Not much to share on the writing front today - pretty much the whole day was given to family, cooking big meals with enough leftovers to carry us through a few days, and playing so, so much legos.
I'm currently reading Wind, Sand, and Stars, an autobiography of a French mail pilot in the late 1920's and early 30's. Reading it, I'm struck by the sense of a spirit of exploration.
It's what draws me to much of the fiction I read, too. Diving into a new world is an exploration of a milder, less life-threatening type, but it is an exploration still. Watching Star Trek growing up gave me that same sense, that humanity was constantly pushing itself to learn more about our universe.
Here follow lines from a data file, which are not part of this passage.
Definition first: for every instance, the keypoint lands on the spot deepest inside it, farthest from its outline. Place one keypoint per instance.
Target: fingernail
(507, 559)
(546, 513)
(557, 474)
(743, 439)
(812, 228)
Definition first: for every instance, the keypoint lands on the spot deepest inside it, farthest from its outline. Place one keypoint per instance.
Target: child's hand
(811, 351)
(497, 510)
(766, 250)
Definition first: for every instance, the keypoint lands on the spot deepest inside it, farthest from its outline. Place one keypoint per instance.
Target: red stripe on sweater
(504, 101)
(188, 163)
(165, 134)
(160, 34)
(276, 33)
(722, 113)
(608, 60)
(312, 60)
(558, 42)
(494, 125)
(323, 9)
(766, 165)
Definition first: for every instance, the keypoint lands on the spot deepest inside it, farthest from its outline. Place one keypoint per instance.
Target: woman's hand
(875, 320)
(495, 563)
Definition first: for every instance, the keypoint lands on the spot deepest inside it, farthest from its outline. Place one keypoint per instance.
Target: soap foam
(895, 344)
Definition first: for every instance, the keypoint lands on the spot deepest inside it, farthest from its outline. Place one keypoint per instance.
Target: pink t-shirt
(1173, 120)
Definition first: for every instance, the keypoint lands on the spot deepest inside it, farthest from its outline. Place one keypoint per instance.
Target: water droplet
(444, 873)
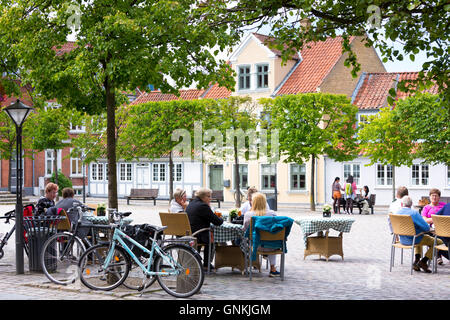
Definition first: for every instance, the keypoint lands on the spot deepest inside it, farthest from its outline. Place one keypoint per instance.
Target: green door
(216, 177)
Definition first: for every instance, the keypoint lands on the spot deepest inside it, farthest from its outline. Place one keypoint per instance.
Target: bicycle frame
(117, 238)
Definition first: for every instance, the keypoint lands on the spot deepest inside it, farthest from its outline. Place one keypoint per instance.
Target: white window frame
(78, 164)
(77, 129)
(249, 75)
(242, 187)
(263, 74)
(99, 173)
(291, 188)
(51, 159)
(127, 172)
(177, 172)
(352, 171)
(159, 171)
(385, 175)
(262, 176)
(421, 171)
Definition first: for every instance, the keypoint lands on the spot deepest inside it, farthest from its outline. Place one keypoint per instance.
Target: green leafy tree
(120, 45)
(149, 129)
(49, 129)
(62, 181)
(311, 125)
(418, 25)
(428, 118)
(236, 121)
(387, 139)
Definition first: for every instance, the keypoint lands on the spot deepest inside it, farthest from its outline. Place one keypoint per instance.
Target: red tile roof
(318, 59)
(216, 92)
(25, 98)
(374, 90)
(188, 94)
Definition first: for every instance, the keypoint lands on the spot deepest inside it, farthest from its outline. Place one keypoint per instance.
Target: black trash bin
(37, 231)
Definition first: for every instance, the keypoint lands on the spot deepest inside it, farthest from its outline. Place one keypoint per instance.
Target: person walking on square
(350, 194)
(337, 195)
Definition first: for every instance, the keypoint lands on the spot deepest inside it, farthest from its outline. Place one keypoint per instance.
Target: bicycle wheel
(137, 280)
(59, 257)
(190, 274)
(92, 273)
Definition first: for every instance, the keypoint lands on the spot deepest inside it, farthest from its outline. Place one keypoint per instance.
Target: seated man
(423, 240)
(179, 202)
(445, 211)
(68, 202)
(201, 216)
(51, 190)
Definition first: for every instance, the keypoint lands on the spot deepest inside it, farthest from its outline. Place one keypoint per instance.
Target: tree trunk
(393, 183)
(111, 145)
(312, 199)
(170, 176)
(237, 176)
(55, 166)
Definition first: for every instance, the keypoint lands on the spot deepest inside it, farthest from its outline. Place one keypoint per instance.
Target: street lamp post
(18, 112)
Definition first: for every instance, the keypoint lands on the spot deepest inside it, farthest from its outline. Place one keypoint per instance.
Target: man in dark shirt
(201, 216)
(51, 190)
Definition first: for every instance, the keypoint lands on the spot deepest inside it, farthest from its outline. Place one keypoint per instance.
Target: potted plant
(327, 211)
(101, 209)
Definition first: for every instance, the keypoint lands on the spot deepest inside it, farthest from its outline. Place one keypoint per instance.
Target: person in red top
(433, 207)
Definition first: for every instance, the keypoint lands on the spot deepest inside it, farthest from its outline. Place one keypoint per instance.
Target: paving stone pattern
(363, 274)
Even X-Files, really, was a part of it, for it also gave me the chance to imagine that our world was more mysterious than what I experienced in my own day-to-day life, that there was so much more to be discovered.
But barely 100 years ago, that spirit of exploration was much more prevalent. Air travel was just developing, and routes needed to be found. Pilots would seek their way across the Sahara desert, crash their planes, get captured by local tribes, be ransomed away, then hop right in a new plane the next day and try again. They sought passage through mountain ranges their planes couldn't fly over, often crashing as they navigated the turbulent skies.
I think one of the reasons I'm drawn to space (and sci-fi), is because it is the one frontier (deep sea probably qualifies here, too) that humanity hasn't explored in person. I want to see us venture into the unknown, because it's where we learn not just about the universe, but ourselves.